Current Research

Professor Mai’a K. Davis Cross has recently completed a new single-authored book entitled, International Cooperation Against All Odds: The Ultrasocial World (Oxford University Press, 2023, in press).  This book recasts how we understand international relations through an examination of how the human evolutionary predisposition to be “ultrasocial” as a species impacts which political ideas succeed, transform, manipulate, and inspire on a global scale.  At a time when pessimism about our current world order is at an all-time high, this book overturns widespread assumptions that international relations is mainly about conflict, power, and national self-interest. In the last 10-20 years, scientists have discovered that as a species, we are biologically hard-wired, soft-wired, and pre-wired to be other-regarding and cooperative. Humans are an ultrasocial species, and yet this predisposition is completely ignored in governments across the world. Political leaders, experts, and the media have cultivated a myopic vision of global conflict, feeding an obsession on crises of the moment, rather than recognizing frequent and significant breakthroughs in peaceful cooperation and overall trends in the decline of violence. This book shows how time and time again our ultrasocial predisposition has pushed us towards big ideas that inspire and bring us together around the power of possibility. Featuring original research on international cooperation in outer-space exploration, European Union integration, nuclear weapons, and climate change, among other examples this book shows ultrasociality at work in a range of contexts. Tracing the path from social neuroscience and evolutionary biology (among others) to the power of ideas to international agreements, The Ultrasocial World opens up an entirely new understanding of world politics. If we recognize our nature as a species and the potential we have to work together, we can start to transform institutions, and devise policies that take advantage of this. 

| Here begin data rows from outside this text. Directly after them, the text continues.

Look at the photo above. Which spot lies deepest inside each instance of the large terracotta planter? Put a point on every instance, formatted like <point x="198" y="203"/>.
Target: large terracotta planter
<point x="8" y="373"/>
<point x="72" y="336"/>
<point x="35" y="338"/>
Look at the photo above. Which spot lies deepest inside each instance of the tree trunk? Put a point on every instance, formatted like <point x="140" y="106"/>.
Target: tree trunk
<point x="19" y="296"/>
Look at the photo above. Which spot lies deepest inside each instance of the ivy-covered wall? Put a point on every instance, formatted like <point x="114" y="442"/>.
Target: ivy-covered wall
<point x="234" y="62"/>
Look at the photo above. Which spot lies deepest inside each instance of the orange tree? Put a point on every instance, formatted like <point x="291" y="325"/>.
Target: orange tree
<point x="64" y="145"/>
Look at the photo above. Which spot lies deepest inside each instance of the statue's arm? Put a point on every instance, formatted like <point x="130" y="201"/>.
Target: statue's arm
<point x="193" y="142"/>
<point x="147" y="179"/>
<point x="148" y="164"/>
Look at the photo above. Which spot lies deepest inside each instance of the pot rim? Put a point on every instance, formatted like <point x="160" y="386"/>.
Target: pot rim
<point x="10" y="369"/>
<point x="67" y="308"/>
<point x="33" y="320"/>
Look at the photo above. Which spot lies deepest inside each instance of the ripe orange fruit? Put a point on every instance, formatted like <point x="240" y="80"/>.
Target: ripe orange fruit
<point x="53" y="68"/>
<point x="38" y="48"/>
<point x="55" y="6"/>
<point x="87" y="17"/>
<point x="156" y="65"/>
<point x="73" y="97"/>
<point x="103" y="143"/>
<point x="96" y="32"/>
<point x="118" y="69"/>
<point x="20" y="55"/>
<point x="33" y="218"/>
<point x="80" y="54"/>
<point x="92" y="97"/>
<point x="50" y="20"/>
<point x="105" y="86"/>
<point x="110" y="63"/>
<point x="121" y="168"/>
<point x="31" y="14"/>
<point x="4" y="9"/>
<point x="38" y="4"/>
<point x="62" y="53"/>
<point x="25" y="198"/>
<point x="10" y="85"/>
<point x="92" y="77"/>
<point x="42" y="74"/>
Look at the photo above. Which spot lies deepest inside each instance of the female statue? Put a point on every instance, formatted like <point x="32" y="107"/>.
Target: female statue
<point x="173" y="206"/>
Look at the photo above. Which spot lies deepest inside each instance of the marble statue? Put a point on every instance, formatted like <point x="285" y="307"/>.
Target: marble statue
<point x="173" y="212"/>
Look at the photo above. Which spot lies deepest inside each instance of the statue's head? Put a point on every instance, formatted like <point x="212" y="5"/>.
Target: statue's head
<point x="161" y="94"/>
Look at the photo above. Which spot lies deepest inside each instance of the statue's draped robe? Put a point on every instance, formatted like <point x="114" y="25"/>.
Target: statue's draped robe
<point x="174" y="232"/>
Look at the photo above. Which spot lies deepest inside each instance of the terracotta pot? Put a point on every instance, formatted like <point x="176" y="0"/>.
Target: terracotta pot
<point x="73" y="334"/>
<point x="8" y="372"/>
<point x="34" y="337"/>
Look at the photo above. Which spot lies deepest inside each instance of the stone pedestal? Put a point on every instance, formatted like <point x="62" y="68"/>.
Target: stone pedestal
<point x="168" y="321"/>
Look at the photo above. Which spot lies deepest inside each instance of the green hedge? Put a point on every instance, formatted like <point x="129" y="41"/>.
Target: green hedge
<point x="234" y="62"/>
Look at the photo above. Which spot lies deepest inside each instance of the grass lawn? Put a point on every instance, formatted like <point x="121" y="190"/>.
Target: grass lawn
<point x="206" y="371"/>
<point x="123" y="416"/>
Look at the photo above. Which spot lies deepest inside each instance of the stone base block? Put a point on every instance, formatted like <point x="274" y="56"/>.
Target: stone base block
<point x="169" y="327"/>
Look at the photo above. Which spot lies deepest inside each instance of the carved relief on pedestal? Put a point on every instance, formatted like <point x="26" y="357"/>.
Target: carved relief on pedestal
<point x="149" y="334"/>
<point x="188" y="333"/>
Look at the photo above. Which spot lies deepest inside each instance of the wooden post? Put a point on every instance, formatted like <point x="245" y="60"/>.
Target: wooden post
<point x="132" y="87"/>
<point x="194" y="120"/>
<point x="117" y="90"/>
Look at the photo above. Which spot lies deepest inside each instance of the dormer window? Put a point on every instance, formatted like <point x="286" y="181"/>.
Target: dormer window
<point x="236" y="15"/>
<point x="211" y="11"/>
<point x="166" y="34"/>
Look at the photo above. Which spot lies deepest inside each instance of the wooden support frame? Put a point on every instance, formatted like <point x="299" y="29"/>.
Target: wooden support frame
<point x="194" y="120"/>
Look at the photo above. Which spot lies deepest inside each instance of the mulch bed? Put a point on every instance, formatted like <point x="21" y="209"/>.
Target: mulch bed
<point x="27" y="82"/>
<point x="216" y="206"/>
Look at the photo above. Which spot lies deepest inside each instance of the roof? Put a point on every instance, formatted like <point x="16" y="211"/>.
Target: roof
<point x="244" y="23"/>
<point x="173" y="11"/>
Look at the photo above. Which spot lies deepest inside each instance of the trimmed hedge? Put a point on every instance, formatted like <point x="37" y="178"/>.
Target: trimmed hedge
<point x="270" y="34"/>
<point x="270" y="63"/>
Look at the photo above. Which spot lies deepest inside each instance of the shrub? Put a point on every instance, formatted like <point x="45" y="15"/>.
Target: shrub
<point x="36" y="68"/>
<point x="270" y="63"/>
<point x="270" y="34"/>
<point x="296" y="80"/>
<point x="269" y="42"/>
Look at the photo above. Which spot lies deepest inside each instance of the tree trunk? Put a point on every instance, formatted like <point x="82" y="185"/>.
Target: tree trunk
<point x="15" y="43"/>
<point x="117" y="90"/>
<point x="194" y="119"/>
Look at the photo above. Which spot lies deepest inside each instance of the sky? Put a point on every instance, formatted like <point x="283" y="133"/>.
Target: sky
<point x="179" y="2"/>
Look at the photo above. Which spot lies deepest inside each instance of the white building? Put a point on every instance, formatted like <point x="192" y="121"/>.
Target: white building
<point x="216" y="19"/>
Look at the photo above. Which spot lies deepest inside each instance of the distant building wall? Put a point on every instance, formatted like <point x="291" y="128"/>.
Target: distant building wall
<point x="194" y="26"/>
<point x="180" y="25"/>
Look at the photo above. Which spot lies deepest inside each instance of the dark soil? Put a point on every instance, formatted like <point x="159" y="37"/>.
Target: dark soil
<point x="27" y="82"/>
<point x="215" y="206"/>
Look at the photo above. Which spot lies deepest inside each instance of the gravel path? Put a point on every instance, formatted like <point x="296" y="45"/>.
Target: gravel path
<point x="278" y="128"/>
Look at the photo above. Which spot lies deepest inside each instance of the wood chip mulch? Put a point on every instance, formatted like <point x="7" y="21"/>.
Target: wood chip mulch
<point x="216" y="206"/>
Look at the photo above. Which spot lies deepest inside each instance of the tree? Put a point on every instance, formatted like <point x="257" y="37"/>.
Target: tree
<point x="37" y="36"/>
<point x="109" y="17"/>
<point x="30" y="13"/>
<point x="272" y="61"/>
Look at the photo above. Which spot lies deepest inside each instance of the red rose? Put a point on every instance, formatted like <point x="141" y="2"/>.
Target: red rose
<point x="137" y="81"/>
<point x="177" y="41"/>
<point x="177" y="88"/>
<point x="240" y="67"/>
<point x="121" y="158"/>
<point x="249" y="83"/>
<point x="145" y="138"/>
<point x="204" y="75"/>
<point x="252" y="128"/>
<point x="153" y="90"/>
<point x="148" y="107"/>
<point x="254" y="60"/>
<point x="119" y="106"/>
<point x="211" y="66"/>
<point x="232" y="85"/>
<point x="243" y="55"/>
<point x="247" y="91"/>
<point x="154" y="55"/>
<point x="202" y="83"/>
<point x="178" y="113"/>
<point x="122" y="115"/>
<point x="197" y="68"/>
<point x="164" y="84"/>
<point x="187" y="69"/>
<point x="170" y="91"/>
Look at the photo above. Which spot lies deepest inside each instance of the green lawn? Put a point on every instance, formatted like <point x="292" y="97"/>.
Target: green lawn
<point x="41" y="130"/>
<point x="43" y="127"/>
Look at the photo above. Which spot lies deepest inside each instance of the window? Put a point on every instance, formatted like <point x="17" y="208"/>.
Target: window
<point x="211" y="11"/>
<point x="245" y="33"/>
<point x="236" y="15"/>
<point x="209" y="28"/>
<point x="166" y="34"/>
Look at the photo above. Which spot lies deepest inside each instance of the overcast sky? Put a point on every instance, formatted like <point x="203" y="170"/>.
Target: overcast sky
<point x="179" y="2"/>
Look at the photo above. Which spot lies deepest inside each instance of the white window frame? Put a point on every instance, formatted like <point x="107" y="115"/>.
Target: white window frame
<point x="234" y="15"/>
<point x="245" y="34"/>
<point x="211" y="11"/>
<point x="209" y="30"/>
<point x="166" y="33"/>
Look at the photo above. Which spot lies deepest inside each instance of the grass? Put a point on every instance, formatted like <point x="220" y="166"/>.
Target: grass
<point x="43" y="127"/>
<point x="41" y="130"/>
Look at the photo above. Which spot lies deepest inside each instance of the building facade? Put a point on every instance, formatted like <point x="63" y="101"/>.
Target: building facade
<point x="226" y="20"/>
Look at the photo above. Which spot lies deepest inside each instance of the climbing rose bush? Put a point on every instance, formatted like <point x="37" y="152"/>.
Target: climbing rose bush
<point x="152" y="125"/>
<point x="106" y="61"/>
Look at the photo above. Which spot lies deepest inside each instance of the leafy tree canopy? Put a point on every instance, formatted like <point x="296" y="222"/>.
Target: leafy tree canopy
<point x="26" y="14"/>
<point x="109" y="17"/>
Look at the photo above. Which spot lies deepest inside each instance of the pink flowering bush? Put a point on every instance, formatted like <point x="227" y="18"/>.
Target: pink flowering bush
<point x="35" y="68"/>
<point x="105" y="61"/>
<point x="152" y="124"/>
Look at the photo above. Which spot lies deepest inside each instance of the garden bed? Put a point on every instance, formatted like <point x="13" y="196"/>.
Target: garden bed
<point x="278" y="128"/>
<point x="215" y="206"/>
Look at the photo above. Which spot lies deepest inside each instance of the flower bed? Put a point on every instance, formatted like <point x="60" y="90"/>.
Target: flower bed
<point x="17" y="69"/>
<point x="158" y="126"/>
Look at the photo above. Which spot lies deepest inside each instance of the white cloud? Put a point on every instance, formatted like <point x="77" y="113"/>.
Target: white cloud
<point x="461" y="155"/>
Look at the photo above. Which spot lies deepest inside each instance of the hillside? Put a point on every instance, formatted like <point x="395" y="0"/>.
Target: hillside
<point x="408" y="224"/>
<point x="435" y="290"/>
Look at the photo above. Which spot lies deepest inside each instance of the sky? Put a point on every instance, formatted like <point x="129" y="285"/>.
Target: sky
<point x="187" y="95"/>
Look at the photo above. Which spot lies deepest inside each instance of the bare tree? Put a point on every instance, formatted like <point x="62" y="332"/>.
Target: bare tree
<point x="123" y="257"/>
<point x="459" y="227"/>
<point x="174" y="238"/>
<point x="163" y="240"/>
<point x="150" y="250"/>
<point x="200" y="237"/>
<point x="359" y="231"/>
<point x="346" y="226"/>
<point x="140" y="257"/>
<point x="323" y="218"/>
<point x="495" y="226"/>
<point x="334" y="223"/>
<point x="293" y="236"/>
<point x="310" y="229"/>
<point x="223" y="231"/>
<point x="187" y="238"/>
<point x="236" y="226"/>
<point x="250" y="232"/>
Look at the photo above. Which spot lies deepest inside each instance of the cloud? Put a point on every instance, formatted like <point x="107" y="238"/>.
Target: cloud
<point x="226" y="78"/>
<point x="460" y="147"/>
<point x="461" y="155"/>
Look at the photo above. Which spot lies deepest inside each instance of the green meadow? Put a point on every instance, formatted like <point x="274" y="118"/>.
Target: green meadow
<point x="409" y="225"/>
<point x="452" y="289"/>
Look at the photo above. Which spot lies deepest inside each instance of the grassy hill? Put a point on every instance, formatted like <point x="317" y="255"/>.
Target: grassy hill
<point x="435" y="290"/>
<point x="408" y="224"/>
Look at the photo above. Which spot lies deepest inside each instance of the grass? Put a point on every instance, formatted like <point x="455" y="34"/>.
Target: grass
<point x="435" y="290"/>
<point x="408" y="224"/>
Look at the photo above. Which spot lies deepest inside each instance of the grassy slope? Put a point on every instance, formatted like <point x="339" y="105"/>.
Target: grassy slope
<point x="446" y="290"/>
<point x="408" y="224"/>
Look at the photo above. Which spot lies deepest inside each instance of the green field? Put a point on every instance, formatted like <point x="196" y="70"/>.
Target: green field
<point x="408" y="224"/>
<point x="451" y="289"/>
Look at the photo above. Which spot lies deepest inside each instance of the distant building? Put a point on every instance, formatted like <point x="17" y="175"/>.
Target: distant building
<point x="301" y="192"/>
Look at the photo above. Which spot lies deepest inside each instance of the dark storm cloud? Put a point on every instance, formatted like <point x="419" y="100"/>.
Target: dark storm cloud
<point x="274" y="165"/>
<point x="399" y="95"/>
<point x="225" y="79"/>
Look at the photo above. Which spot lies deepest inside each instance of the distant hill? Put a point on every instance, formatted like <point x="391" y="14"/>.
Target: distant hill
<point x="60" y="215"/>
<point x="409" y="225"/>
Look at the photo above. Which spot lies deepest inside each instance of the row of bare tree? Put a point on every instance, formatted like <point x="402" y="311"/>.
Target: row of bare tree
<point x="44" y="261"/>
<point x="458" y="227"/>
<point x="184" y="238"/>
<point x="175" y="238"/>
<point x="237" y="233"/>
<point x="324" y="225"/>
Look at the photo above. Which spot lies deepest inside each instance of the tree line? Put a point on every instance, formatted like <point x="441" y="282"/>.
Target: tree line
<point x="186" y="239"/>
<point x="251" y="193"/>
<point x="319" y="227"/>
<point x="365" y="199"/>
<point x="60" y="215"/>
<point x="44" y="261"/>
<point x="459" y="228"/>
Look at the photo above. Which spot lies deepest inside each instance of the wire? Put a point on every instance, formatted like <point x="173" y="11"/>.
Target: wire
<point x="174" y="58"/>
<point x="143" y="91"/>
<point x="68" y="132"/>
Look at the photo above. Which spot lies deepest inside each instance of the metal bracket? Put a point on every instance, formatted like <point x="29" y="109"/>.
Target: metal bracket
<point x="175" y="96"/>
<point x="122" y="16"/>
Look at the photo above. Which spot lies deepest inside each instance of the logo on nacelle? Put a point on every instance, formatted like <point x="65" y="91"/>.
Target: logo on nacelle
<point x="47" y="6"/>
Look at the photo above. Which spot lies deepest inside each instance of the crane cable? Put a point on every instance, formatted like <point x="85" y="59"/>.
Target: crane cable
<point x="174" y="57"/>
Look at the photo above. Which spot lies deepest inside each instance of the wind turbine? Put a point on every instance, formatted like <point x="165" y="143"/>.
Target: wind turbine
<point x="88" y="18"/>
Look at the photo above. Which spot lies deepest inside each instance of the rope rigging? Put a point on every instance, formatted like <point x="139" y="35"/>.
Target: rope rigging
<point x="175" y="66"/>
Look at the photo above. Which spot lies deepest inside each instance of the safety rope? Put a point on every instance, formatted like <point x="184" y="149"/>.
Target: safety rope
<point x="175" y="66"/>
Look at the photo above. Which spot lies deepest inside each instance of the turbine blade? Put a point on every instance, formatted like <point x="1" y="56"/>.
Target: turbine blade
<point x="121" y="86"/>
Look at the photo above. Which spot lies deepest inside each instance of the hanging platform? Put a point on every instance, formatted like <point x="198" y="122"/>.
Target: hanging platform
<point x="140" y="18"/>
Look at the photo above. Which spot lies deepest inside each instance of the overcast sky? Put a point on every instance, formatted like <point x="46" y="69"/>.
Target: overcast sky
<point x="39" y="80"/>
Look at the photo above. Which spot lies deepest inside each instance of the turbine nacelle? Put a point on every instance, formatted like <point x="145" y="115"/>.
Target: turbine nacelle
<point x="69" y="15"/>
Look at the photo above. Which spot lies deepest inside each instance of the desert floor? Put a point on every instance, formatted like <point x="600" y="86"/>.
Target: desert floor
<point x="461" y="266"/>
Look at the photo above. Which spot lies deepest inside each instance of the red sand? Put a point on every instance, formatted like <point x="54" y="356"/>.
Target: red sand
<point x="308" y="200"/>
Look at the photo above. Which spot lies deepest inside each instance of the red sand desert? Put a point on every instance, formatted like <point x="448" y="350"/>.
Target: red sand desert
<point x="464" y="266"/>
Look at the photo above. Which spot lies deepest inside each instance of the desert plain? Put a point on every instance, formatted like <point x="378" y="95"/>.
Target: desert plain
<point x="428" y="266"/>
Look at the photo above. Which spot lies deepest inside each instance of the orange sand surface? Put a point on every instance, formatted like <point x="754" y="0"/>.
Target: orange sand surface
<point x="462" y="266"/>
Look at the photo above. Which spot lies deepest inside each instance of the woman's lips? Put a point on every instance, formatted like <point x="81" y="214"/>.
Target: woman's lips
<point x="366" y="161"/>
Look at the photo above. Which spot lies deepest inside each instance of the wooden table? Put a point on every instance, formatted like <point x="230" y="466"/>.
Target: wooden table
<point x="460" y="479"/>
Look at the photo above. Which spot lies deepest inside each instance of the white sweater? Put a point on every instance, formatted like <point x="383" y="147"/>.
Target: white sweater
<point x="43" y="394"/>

This book has already led to several related works, most notably expanding upon Professor Cross’s research on space diplomacy and space security. She has published a series of articles on space including, “The Social Construction of the Space Race: Then and Now,” published in International Affairs, and co-edited a special issue on Space Diplomacy (in press, 2023) for the Hague Journal of Diplomacy.  

Also, building on the EU case study, Professor Cross has been commissioned to write a book on European Union grand strategy, which is under contract in The Oxford Studies in Grand Strategies series at Oxford University Press. This book will provide an authoritative and comprehensive account of European Union grand strategy, with a focus on the impact the EU’s aspirations and actions have had on the world stage. Accessible to scholars, students, and policy practitioners alike, the book will lay out the enduring debates, long-term trends, tools, and achievements that constitute EU grand strategy. Using an interpretivist lens, rather than a standard rationalist approach, the book emphasizes that grand strategy is derived from both the need to address global transformations as well as processes internal to actors, such as historical memory, national pathologies, and domestic politics.

More generally, Mai’a Cross’s current research continues to delve deeply into practical applications of her ultrasocial approach to international relations in order to further illuminate cooperative processes globally and contribute to policy prescription.